65

(NATALIE MARVIN)

Algo me preocupaba. No tenía noticias de Nathan ni de Fred. La pequeña Alice, nerviosa, saltaba encima de mi cama al estar tanto tiempo metida en casa. Probé a apaciguarla un poco.

Me sentía mal por dentro. Algo no iba bien. Algo que me impedía marcharme de Londres de una vez por todas. Mi fardo y el de la pequeña Alice estaban puestos en un rincón cercano a la puerta, esperando a que me decidiera a salir de una vez por todas. Por fin lo hice. Me levanté de la silla en la que había estado sentada toda la tarde y fui derecha hacia la puerta. Unos golpes resonaron en ella, haciéndome dar un salto hacia atrás, asustada. Alice paró de saltar encima de la cama mecánicamente. La bajé a toda prisa y la puse en la esquina de la habitación, lo más alejada posible de la puerta. En ese ínterin, los golpes remitieron.

La niña, presintiendo que algo iba mal, comenzó a llorar. Traté de calmarla, pero los golpes volvieron a sonar y me asustaron de verdad. Metí la mano debajo del colchón y saqué el revólver de Nathan. Se me antojó demasiado pesado para mí. Miré si estaba cargado y, como sí lo estaba, lo amartillé con decisión. Me acerqué a la puerta, temblando como una hoja de papel, y la abrí. Dos hombres entraron en tropel por la puerta y la cerraron a su paso. Uno de ellos, un anciano, me quitó enseguida el arma de fuego. Muy asustada, grité y supliqué, abrazándome a la niña. Un hombre gordo de bigote pelirrojo se acercó a mí.

—Tranquilícese, señorita Marvin. Hemos venido a ayudarla —dijo en tono educado y convincente.

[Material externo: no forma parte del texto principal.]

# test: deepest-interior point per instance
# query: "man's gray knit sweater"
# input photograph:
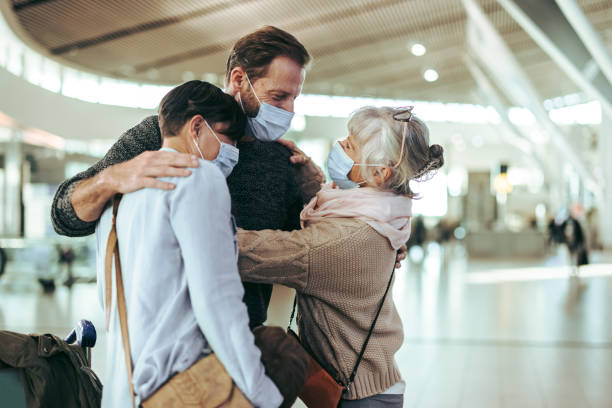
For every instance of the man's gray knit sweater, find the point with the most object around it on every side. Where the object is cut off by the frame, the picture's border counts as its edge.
(264, 188)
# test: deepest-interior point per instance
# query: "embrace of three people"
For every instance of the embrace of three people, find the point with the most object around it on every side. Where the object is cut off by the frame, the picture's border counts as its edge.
(216, 208)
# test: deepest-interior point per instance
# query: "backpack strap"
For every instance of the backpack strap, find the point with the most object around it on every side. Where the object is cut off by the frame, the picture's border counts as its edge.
(112, 249)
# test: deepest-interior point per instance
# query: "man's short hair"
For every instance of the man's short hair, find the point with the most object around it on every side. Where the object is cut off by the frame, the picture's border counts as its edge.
(200, 98)
(255, 51)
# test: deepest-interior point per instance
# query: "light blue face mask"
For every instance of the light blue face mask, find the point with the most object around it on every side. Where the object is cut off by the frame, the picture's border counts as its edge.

Reconocí de inmediato al hombre. Era el gordo sargento amigo de Fred.

—¿Qué pasa? ¿Por qué han venido? —pregunté inquieta.

Los dos varones se miraron largamente. El anciano, de pobladas cejas, me contestó:

—Fred y el señor Grey están en apuros, señorita Marvin. Debemos esconderlas a usted y a la niña ya —me previno con voz grave.

Puse los ojos en blanco ante semejante aviso.

—¿Qué les ocurre? —inquirí angustiada, temiendo lo peor.

—Ahora no, señorita. Debemos salir de aquí y esconderla —repuso Carnahan.

—Muy bien —acepté de inmediato—. Vamos con ustedes.

Tomé de la mano a la pequeña Alice y seguí obediente a los dos policías fuera del Ten Bells. Casi se me olvida coger nuestros respectivos fardos.